Readers continue celebrating benzene and debating the use of glyphosate
Benzene’s links to dyes and petrol
I loved the benzene issue.
I am old enough to remember UK National Benzole petrol stations. Coal tar benzole was largely a mixture of benzene and toluene, which had a far higher antiknock (octane number) rating than petroleum gasoline, so a 50/50 mixture gave a super fuel. The proportion was reduced as gasoline improved, but it was taken out because of concerns about the health effects of aromatics in about 1960, the antiknock being made up by tetraethyl lead, whose cumulative poisoning had been suppressed by the industry.
William Perkin’s mauve dye actually required p- and o-toluidine as well as aniline. As his aniline was made by nitrating then reducing benzole, the unrecognised minor component toluene was essential, and accounts for its 5% yield based on aniline.
Martin Pitt FRSC
Leeds
Delocalisation differences
In ‘Benzene at 200’, it is claimed that ‘graphene is essentially a sheet of fused benzene rings’. Although I agree that if you were to fuse benzene rings the geometry would be the same as that of graphene, and that both structures would share delocalised π electrons, the delocalisation pattern is different and therefore, it is factually incorrect to claim that.
Mar Jimenez Quesada
Via email
An ode to benzene
I loved Philip Ball’s piece on benzene.
Reminds me of a poem, Benzene, Benzene!

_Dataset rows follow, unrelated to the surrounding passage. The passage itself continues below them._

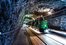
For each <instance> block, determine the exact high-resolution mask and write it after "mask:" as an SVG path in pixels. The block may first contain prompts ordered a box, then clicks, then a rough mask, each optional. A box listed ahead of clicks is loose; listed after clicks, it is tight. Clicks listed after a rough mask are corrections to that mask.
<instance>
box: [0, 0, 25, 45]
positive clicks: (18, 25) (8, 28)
mask: <svg viewBox="0 0 66 45" xmlns="http://www.w3.org/2000/svg"><path fill="white" fill-rule="evenodd" d="M25 3H26V0H0V45H12V44H13V41H14V39H15V37H16V35H17V32H18V31H19V28H20V25H18V23H19V22H18V19H19V14H20V12H21V11H22V10H23V8H24V4H25Z"/></svg>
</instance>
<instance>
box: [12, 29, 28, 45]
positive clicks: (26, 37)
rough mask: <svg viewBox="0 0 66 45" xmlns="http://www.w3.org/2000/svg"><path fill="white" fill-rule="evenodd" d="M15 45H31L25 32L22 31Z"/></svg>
mask: <svg viewBox="0 0 66 45" xmlns="http://www.w3.org/2000/svg"><path fill="white" fill-rule="evenodd" d="M13 45H29V42H28V39H27V37H26V35H25V30H24V29H21V30H20V31H19V34H18V36H17V38H16V40H15V42H14V44H13Z"/></svg>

Burning bright! (a parody of William Blake’s The Tyger). I wrote it a couple of decades ago, and posted it up online, when it seemed to take on a life of its own, being used as teaching material in the US and India. Indeed, I was even sandwiched between essays of Archimedes and Nehru in the Indian undergraduate textbook Moments from History and Philosophy of Science.
The full poem may now be found in the RSC publication Elementary. It begins:
Benzene! Benzene! Burning bright
Belching engines day and night
What immortal hand or eye
Could frame Kekulé’s symmetry?
Who’d have thought your Carbon Six
Could have produced such toxic tricks
Or provide the building blocks
For a plastic world (and cure the pox)?
Paul Board CChem FRSC
Via email
Continuing the glyphosate debate
I read the article on glyphosate recently. I use glyphosate regularly at home and on the evidence I have seen I intend to continue doing so. The European Chemicals Agency ruled it is safe with no scientific basis for a ban and that is good enough for me.
I think the concerns that have been raised around glyphosate result from the amount of scrutiny it has received. If you do enough studies you will find something just by chance. I also wonder how many of the studies on both humans and the environment reflect real world exposure.
The question then is why has glyphosate received this level of scrutiny? It is very widely used of course but the answer, in my view, is when genetically modified (GM) crops are bred to be herbicide resistant, the herbicide they are bred to be resistant to is usually glyphosate. I suspect much of the pressure to restrict glyphosate originates from anti-GM activism. A complete picture of the issues surrounding glyphosate needs to address this.
Anti-GM activism has little scientific justification and is a purely political issue. In my view, some of the efforts to restrict glyphosate are influenced by this. Tobacco and asbestos were not restricted for a long time despite the evidence being overwhelming that they both caused cancer and other health problems. Is the same thing happening with glyphosate? Not on the basis of the evidence summarised in Chemistry World’s article as far as I can see.
I intend to continue using the product. There are plenty of other total weed killers marketed as glyphosate free available for very little (if any) extra money, but I see no reason to switch.
Does glyphosate affect the wider environment? It might, but the main reason farming affects the environment is it replaces natural ecosystems with a monoculture; it isn’t any chemical input. Organic farming, by requiring more land and consequently more energy to grow the same amount is, if anything, worse. We would be better off producing our food intensively and returning the unused farmland to nature.
Andy Mather MRSC
Leicestershire, UK
Correction
Coal tar is the byproduct of coal distillation, not of gas extraction from crude oil as we incorrectly stated (Chemistry World, July 2025, p24). Thank you to Peter Borrows for bringing this to our attention.